On Jan 15, 2004, at 8:26 PM, Benjamin K. Stuhl wrote:

Thus wrate Dan Sugalski:
At 10:13 AM -0800 1/13/04, Jeff Clites wrote:
Short version: I was originally going to argue for fully hierarchical namespaces, identified as above, but after turning this over in my head for a while, I came to the conclusion that namespaces are not conceptually hierarchical (especially as used in languages such as Perl5 and Java, at least), so I'm going to argue for a single string (rather than an array) as a namespace identifier.
...
Performance-wise, I would guesstimate that it's more-or-less a
wash between parsing strings and parsing multidimensional keys,
so as long as we precreate the keys (keep thm in a constant
table or something), I see no performance issues.

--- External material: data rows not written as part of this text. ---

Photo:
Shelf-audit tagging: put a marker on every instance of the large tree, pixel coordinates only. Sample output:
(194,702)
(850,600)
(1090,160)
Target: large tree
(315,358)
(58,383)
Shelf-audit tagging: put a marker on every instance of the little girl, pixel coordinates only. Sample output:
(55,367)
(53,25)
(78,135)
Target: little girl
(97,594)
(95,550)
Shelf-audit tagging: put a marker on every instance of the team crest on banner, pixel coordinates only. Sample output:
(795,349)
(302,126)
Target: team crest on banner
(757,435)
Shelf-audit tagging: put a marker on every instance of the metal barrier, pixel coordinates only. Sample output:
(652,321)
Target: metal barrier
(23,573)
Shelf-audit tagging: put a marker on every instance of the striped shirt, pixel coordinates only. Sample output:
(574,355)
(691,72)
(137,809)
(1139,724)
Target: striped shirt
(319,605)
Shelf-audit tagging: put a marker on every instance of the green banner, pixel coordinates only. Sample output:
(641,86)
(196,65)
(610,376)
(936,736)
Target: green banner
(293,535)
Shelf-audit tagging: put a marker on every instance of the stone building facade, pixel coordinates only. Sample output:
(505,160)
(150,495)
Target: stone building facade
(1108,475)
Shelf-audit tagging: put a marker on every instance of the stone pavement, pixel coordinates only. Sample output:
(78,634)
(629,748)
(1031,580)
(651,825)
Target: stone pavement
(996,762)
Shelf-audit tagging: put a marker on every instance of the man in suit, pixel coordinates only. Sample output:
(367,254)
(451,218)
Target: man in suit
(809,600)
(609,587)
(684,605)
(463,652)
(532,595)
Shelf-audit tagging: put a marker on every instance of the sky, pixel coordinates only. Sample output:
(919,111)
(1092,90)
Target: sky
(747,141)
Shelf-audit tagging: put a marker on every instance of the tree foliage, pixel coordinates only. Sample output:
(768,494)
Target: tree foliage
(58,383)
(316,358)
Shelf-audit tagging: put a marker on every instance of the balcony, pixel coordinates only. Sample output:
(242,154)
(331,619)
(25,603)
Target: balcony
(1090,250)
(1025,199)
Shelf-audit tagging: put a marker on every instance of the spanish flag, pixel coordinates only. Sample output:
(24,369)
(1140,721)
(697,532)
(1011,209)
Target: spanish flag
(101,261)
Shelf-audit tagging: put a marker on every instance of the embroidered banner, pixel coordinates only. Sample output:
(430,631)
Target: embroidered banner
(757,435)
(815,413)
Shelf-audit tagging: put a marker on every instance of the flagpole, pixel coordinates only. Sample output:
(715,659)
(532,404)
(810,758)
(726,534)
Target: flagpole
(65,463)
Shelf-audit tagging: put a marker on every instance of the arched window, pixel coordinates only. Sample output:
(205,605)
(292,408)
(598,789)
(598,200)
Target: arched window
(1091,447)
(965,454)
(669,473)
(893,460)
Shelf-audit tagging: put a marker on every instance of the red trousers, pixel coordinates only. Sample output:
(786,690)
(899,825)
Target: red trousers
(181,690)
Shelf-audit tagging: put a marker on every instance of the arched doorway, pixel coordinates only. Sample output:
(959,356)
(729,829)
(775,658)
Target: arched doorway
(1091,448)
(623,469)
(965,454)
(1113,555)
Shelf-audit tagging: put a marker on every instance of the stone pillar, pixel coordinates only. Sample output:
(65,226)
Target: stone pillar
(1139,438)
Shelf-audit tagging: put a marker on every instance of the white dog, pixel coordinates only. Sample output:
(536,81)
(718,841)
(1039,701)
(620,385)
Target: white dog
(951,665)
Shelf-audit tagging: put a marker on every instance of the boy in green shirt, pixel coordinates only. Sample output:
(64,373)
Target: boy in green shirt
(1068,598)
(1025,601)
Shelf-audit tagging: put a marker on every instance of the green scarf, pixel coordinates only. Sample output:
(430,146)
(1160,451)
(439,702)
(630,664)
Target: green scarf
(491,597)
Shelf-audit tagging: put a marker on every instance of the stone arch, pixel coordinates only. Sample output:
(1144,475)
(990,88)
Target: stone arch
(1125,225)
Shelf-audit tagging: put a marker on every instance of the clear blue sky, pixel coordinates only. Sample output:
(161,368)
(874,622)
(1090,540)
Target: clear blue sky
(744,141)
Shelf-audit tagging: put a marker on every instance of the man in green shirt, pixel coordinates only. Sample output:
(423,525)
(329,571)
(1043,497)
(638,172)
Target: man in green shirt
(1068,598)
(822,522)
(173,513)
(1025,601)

It turns out that it makes a big difference in lookup times--doing one hash lookup v. several. I did this experiment using Perl5 (5.8.0): Create a structure holding 1296 entries, each logically 12 characters long--either one level of 12 character strings, or 2 levels of 6 character strings, or 3 levels of 4 character strings, or 4 levels of 3 character strings, and look up the same item 10 million times. Here is the time it takes for the lookups:


1-level: 14 sec.
2-level: 20 sec.
3-level: 25 sec.
4-level: 32 sec.

Conclusion: It's faster to do one lookup of a single, longer string than several lookups of shorter strings.

Of course, as Uri pointed out, even if we go with hierarchical namespaces, we could implement these internally as a single-level hash, behind the scenes, as an implementation detail and optimization.